New Report Blasts New York's Response To Superstorm Sandy And Cuts To Emergency Planning

New York's Emergency Team Down 50 Percent, Comparable To Size Of Iowa's Unit
NEW YORK, NY - DECEMBER 07: Sheila Scandole recovers plants and an American flag for her boyfriend in the hard hit Breezy Point neighborhood on December 7, 2012 in the Queens borough of New York City. Breezy Point, home to many New York City firefighters and police, lost 111 homes in a fast moving fire during Superstorm Sandy with many more homes severely damaged from flooding. (Photo by Mario Tama/Getty Images)
NEW YORK, NY - DECEMBER 07: Sheila Scandole recovers plants and an American flag for her boyfriend in the hard hit Breezy Point neighborhood on December 7, 2012 in the Queens borough of New York City. Breezy Point, home to many New York City firefighters and police, lost 111 homes in a fast moving fire during Superstorm Sandy with many more homes severely damaged from flooding. (Photo by Mario Tama/Getty Images)

Two drafts of a scathing report obtained by the Albany Times-Union detail new criticisms of the way New York Gov. Andrew Cuomo (D) responded to 2012's Superstorm Sandy -- and reveal alarming deficiencies in the state's emergency planning unit.

The report, for example, reveals that New York's emergency services staff is down 50 percent since 2011. The "Notes" document goes further, pointing out that the unit is the size of Iowa's emergency management office, and cannot be considered a world-class team.

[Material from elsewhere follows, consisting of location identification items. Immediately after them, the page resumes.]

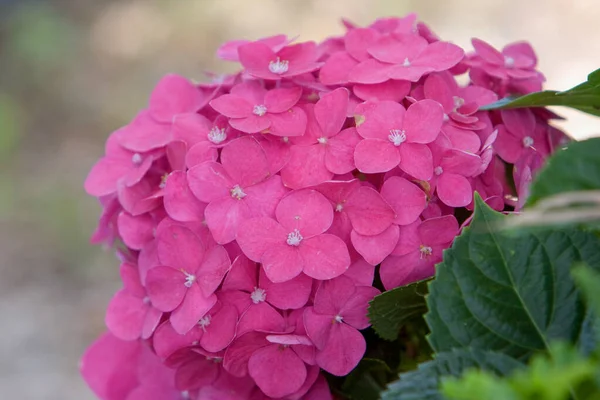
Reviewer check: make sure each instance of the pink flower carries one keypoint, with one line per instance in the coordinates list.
(296, 241)
(339, 311)
(237, 189)
(253, 109)
(418, 250)
(325, 149)
(190, 273)
(262, 61)
(393, 138)
(130, 313)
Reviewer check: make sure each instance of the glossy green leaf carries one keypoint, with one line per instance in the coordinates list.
(392, 309)
(505, 292)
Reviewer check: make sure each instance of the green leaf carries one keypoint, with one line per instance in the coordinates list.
(584, 97)
(389, 311)
(423, 384)
(576, 168)
(505, 292)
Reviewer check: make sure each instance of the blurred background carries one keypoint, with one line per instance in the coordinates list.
(72, 71)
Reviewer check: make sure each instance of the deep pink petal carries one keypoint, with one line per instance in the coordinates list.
(325, 256)
(344, 349)
(377, 247)
(277, 370)
(368, 211)
(376, 155)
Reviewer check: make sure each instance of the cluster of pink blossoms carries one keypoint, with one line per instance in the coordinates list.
(252, 211)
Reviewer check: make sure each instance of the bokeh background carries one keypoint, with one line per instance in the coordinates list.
(72, 71)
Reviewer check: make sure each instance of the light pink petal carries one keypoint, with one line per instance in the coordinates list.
(135, 231)
(256, 235)
(369, 72)
(282, 262)
(213, 269)
(180, 248)
(375, 249)
(339, 155)
(180, 203)
(345, 348)
(277, 371)
(368, 211)
(194, 306)
(330, 111)
(336, 69)
(416, 160)
(306, 167)
(325, 256)
(438, 230)
(406, 198)
(125, 315)
(376, 155)
(281, 100)
(289, 123)
(390, 90)
(440, 56)
(260, 317)
(354, 311)
(209, 181)
(306, 210)
(423, 121)
(221, 330)
(292, 294)
(318, 326)
(166, 287)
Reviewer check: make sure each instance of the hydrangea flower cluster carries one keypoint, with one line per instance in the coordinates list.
(252, 212)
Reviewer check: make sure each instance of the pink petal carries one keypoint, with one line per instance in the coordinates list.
(209, 181)
(194, 306)
(423, 121)
(376, 248)
(256, 235)
(277, 371)
(292, 294)
(376, 155)
(135, 231)
(166, 287)
(281, 100)
(325, 256)
(416, 160)
(406, 198)
(368, 211)
(125, 315)
(344, 349)
(179, 201)
(221, 330)
(180, 248)
(306, 210)
(306, 167)
(289, 123)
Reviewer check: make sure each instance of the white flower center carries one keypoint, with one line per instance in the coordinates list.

The boldfaced lines also describe a staff seen as a low priority because it was designated as "nonessential" to allow for eligibility for the state's early retirement programs. "A subsequent failure to fill positions has further eroded OEM's capabilities," the report notes.

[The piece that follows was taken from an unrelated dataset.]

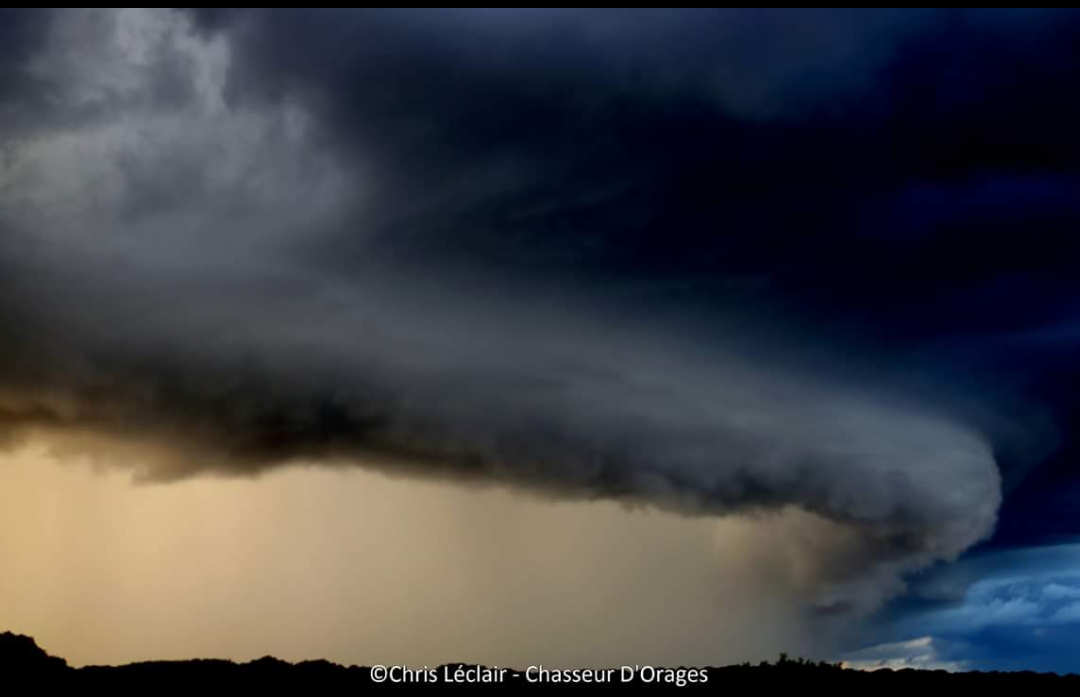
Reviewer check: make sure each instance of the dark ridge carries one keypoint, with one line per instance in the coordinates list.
(22, 658)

Overall, the report (embedded below), conducted by the University at Albany's National Center for Security & Preparedness, found the governor's decision to eschew the State Comprehensive Emergency Management Plan deeply troubling.

Listed among the administration's failures include Cuomo's decision to move the state's emergency operations center from Albany to New York City, which the report concludes spurred massive confusion. The report goes on to slam the center as a "Cold War relic... dressed up with updated communications equipment and computers."

Following the leak of the report, the state's Division of Homeland Security and Emergency Services commissioner, Jerome Hauer, told Capital New York he agreed with many of their findings.

“I think logistics and asset tracking was horribly done,” Hauer said. “There are some issues which are very real.”

Hauer did, however, defend Cuomo's decision to relocate the command center.

Just last month, Vice President Joe Biden met with Cuomo in Albany to establish the spending of $16 billion in federal aid on over 1,000 future emergency planning initiatives.

"You’ve got a governor who understands why the Empire State became known as the Empire State, and apparently is determined to keep it the Empire State," Biden said at the announcement.